江月眉眼间带了笑,直勾勾的看着林天骄,看着这位搔首弄姿的林家小姐。
她只想何纣请安,并未向江月打招呼,如此,只是为了显示出她不将江月放在眼里。
何纣皱起眉头,对她骇首,便要带着江月走了,林天骄所有的动作和表情都被他尽收眼底,他只觉得那些动作让他觉着反感极了。
那些动作,在何纣眼里,与青楼女子无异。
他拉起江月的手,刚带着她走了一步,就被林天骄叫住了。
「七皇子谋略过人,聪慧无双,如今林家的粮站情侣每日愈下,小女特来请教七皇子,林家的粮站该要如何经营,您也清楚,我是一介女流,不方……」
「既然清楚不方便,那便多看看书,林小姐实在是想清楚作何会林氏粮站没有人的话,麻烦看看齐氏粮站,可以好好跟齐氏粮站学一学。」
林天骄还没说完,就被江月打断了,虚心「请教」的话还没说完,一时间不清楚是该继续说,还是要换个别的话题。

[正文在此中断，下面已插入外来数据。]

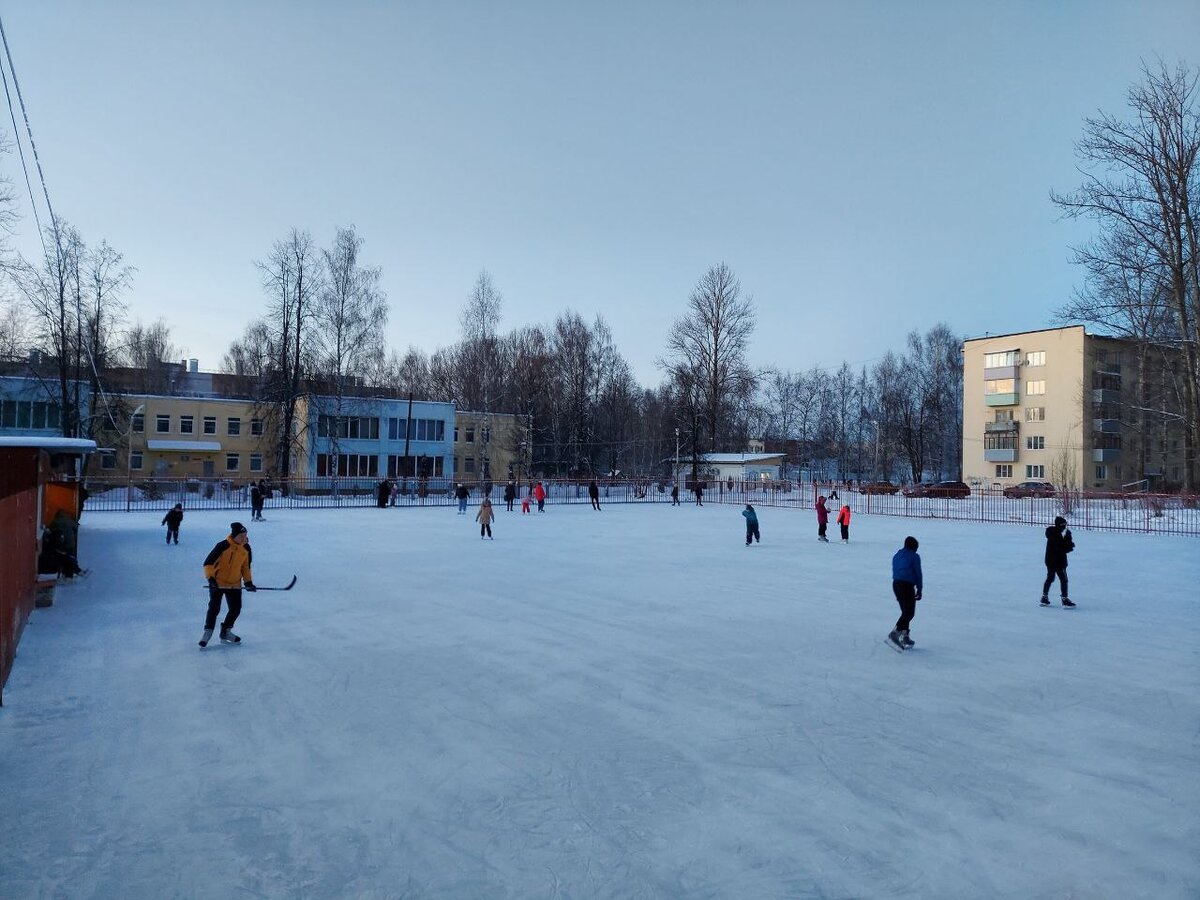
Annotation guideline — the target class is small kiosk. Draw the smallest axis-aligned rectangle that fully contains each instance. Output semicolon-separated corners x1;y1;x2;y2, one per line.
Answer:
0;436;96;706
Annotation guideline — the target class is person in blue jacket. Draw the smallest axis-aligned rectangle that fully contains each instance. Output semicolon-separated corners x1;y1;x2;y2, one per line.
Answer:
888;535;923;650
742;503;762;547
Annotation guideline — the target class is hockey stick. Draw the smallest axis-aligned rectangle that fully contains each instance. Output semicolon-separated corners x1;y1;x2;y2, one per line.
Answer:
204;575;296;593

忽然,林天骄眼睛一转,逼着自己的眼里含了一些泪水,「七皇子,你看她好凶啊,小女只只不过是来请教一下,她竟这般咄咄逼人。」
「想必林小姐误会了,我并没有咄咄逼人,只是实话实说罢了。」江月面上始终带着笑,是疏离的笑,不是发自内心的笑。
「是这样吗?是我误会江月了吗?既然是这样的话,七皇子,小女打扰了,这就告退。」
说罢,一副要走的样子。
江月是谁?何纣是谁?他们看不出来林天骄是装的?他们牵着手就走了,等林天骄转过头来的时候,早已看不见他们的身影了。
气的她回去对着下人又是一顿打骂。
江月越想越觉得生气,今天出门没看黄历,倒霉死了,遇上林天骄,一直嗲嗲的喊,七皇子七皇子,隔夜饭都要吐出来了。
俗话说的好,癞蛤蟆趴脚背,不咬人膈应人。
不远处传来一声「冰糖葫芦!」
声线越来越近,一身农民打扮的男人抬着许多的冰糖葫芦,鲜红的山楂裹着甜脆的糖衣,勾的人口水直流。

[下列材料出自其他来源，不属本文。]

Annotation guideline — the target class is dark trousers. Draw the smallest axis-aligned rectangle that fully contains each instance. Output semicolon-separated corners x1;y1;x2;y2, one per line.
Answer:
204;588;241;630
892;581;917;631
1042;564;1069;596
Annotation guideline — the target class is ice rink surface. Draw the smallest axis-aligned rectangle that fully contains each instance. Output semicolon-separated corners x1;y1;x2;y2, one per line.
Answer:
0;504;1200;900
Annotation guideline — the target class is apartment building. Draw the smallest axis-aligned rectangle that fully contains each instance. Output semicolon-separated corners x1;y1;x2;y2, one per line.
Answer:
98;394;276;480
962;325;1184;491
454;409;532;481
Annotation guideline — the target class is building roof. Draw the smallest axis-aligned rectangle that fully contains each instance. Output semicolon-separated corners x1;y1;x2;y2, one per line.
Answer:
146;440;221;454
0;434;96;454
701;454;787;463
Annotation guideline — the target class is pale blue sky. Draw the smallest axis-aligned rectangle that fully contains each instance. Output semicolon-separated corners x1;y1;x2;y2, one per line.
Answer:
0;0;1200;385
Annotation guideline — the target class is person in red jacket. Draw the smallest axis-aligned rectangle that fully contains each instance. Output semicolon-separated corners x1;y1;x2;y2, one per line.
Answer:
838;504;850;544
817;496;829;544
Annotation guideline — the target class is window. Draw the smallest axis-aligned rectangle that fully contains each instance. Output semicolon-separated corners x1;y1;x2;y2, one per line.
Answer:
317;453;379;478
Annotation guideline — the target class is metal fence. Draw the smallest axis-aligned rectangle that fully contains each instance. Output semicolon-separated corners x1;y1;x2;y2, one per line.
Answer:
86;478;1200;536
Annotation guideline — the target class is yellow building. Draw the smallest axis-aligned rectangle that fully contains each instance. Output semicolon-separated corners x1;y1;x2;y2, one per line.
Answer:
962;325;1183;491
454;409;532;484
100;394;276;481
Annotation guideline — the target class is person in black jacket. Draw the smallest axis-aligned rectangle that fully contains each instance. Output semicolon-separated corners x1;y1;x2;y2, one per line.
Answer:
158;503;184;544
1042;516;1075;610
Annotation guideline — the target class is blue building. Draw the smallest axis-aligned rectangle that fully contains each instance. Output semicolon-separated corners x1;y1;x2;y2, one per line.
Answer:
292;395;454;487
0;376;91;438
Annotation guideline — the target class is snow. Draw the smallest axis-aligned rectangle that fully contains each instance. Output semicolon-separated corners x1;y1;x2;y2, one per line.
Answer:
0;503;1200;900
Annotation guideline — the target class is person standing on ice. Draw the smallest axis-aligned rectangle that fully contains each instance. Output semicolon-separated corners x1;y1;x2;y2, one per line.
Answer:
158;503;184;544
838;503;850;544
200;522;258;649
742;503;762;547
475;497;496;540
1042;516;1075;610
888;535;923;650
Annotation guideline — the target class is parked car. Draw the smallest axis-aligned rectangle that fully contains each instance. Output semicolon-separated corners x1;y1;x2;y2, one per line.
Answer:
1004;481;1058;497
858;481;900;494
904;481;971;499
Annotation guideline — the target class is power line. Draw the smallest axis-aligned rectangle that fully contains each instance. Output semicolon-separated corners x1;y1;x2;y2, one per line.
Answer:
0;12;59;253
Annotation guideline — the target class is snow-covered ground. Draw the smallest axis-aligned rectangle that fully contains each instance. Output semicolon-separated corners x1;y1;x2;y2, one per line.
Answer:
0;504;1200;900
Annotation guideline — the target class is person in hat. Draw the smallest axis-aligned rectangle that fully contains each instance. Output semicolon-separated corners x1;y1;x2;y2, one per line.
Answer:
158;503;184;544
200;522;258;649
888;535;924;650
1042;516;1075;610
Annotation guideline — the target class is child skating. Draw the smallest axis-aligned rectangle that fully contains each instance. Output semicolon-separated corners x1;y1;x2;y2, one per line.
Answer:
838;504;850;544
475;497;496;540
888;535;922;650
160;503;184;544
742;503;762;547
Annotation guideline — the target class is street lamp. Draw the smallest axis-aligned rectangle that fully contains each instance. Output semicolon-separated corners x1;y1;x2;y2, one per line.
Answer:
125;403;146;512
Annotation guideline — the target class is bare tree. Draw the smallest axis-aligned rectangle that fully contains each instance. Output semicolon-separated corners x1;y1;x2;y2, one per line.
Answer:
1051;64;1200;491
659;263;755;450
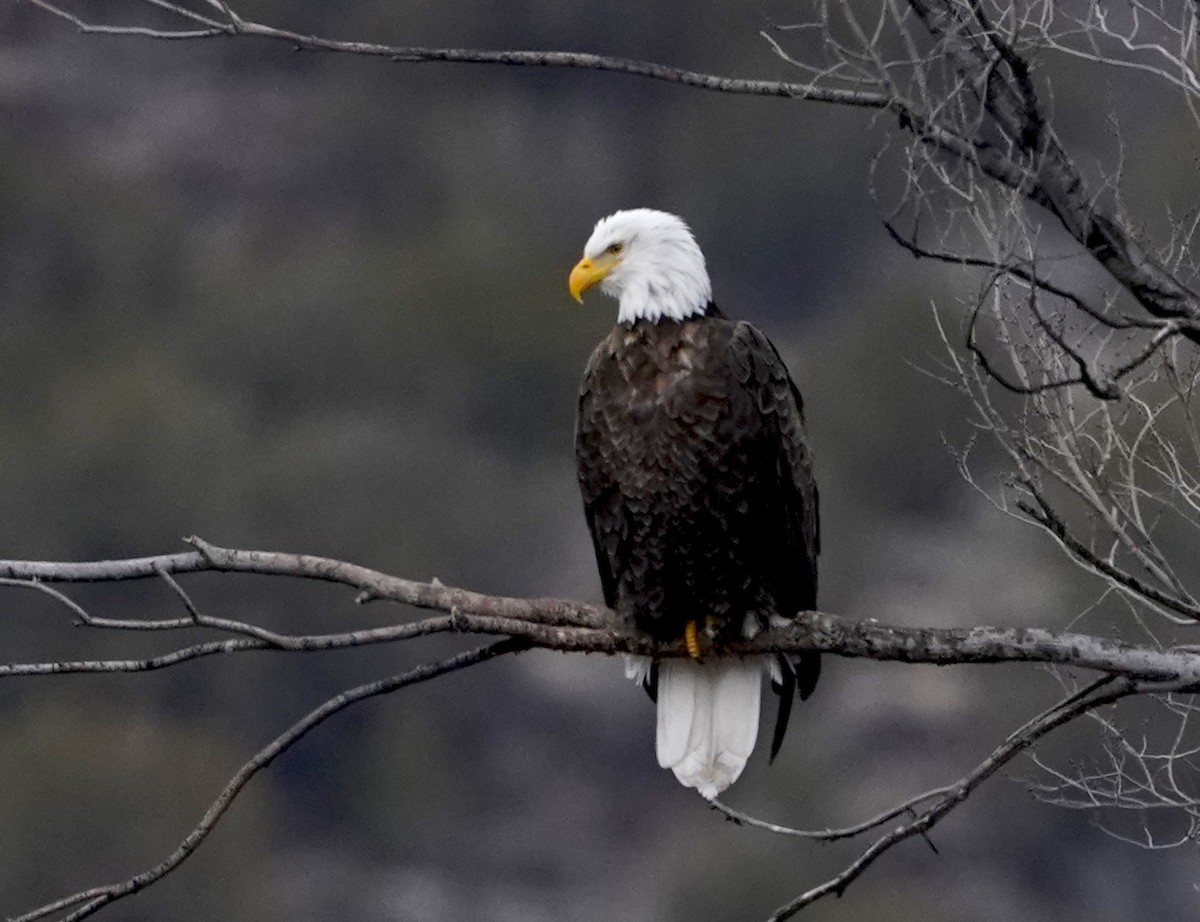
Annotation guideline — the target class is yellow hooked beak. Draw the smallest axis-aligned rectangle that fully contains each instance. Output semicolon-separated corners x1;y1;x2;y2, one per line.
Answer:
566;253;620;304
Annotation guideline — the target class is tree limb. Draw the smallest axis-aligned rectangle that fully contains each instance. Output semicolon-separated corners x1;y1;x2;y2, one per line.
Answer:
0;538;1200;685
8;639;527;922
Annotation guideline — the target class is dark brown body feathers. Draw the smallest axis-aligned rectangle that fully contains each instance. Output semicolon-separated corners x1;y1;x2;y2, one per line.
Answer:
576;306;820;746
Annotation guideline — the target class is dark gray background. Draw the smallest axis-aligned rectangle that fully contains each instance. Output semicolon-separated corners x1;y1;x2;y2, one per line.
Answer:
0;0;1195;922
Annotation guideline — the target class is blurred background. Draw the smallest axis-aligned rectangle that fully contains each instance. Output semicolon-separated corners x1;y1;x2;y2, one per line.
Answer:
0;0;1195;922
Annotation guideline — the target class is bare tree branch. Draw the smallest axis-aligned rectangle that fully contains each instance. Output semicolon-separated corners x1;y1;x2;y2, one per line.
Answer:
0;538;1200;685
768;678;1138;922
10;639;527;922
26;0;890;109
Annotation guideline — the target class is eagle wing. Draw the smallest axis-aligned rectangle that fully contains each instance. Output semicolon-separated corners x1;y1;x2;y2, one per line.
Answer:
731;323;821;760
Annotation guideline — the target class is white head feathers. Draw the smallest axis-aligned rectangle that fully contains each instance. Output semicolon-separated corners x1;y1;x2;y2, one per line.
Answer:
571;208;713;323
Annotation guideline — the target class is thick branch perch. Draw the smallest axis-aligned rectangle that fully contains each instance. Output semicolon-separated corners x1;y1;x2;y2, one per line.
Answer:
0;538;1200;685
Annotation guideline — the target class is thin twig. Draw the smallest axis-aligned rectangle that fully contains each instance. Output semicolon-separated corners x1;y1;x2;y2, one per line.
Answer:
10;639;528;922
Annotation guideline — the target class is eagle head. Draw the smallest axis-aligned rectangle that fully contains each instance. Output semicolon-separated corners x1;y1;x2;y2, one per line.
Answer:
569;208;713;323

「七哥,我想吃那个。」江月摇了摇何纣的衣角,像是小时候,江月竖着羊角辫,摇着何纣的手要冰糖葫芦吃,可爱极了。
「好。」何纣的指尖挂过江月的鼻尖,之后上前买了一串冰糖葫芦。
「只有一串啊?七哥你不吃吗?」
「我不吃,你吃就好。」
一口咬下去,糖衣在嘴里爆开,接着席卷而来的是山楂的酸,为了去除山楂原本的酸涩,在做成糖葫芦之前,会简单的处理一下。
糖衣太薄,无法中和山楂酸,酸的江月眉头一皱。
「好酸。」
这种沉默让人感到有些不自在。
一道黑影压了下来了,吻住江月的唇,舌头撬开贝齿,长驱直入,感受到江月口中山楂的酸,还没等继续品尝,就被江月推开了。